My interpretation of this work as a dreamscape may be due partly to my own affiliation with the psyche and its conscious and unconscious counter parts, which, my own artwork often refers to. The imagery in the drawings conjurers up a sense of being in another world; not in a kitsch, sci-fi way, but on a deeper level, which, to me, hints at Jungian psychology and cosmology. Carl Jung describes how the psyche exists as an objective part of nature and is subject to the same laws that govern the universe. It is predominantly through the unconscious that this parallel exists and therefore it is only in dreams where such mysteries are played out. Here in Fiction Bound I got a sense of looking through a telescope upon a different world; a world that wasn’t particularly physical but more psychological. A place where images from the depths of the unconscious are awakened and revived. The multiple figures, indistinguishable from one another, I read as the collective unconscious: the part universal to every human. The landscape’s alien prowess, enhanced by the circular telescopic framing, I interpret as the unconscious realm which we are all attached to: a place that holds a lingering familiarity, whilst, at the same time, being vastly distant from our own reality. It was around the same time I saw this exhibition that I was researching and becoming interested in Jung’s theology and the relationship between the unconscious and the cosmos, and, it is probably for this reason, that I drew such a strong association between the two.

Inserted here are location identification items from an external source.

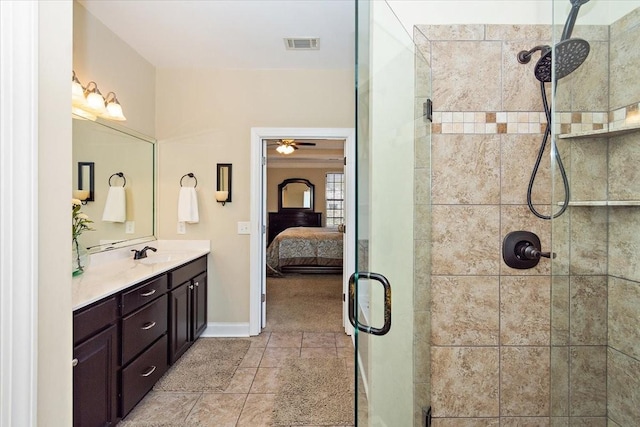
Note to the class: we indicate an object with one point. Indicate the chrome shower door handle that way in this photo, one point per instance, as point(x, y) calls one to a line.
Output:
point(387, 303)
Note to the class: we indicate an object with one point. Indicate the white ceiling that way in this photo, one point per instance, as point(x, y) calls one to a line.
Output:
point(232, 34)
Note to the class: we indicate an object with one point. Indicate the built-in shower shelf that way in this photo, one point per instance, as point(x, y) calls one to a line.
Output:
point(604, 203)
point(603, 132)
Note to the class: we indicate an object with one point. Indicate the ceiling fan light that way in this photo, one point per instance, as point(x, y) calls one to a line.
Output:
point(285, 149)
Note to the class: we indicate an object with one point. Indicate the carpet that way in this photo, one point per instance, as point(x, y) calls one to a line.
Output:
point(314, 391)
point(304, 302)
point(207, 366)
point(154, 424)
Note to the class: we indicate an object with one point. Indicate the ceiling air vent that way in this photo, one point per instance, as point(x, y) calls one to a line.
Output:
point(306, 43)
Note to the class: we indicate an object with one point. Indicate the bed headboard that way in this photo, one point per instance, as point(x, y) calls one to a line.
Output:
point(279, 221)
point(295, 207)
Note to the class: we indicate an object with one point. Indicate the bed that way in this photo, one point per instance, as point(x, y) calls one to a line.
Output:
point(297, 242)
point(306, 250)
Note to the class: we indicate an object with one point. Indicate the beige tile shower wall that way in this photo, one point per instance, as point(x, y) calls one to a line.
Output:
point(623, 361)
point(490, 324)
point(422, 234)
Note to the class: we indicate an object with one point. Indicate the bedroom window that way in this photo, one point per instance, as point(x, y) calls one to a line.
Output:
point(334, 199)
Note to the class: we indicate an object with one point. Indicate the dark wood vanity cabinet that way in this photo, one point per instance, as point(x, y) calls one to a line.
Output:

When I read more into Myers’ explanation of the themes around her work, it became clear that her main focus was the concept of drawing itself. Initially I was frustrated with this description as I felt it oversimplified and devalued the content of the work. How can a piece of art-work so psychologically, spiritually and emotionally charged be about something as “easy” as the boundaries of the drawing process? It was only after, as I read on, that I realised that keeping this focus of “drawing” central and deliberately downplaying the ambiguous imagery in her account, had been a very clever and intentional tactic. In her words I am interested in how each viewer can perceive the piece differently, drawing their own associations from the suggestive imagery and trying to locate a narrative. Experiencing the work myself, had lead me on a tangent into psychological cosmology and dreams. If this particular theme had been the artist’s initial intention, I doubt the same air of authenticity would have come across. Myers’ own bias, intent and beliefs may have contaminated the viewer’s perception. It is the works deliberate ambiguity that makes it so accessible and intriguing.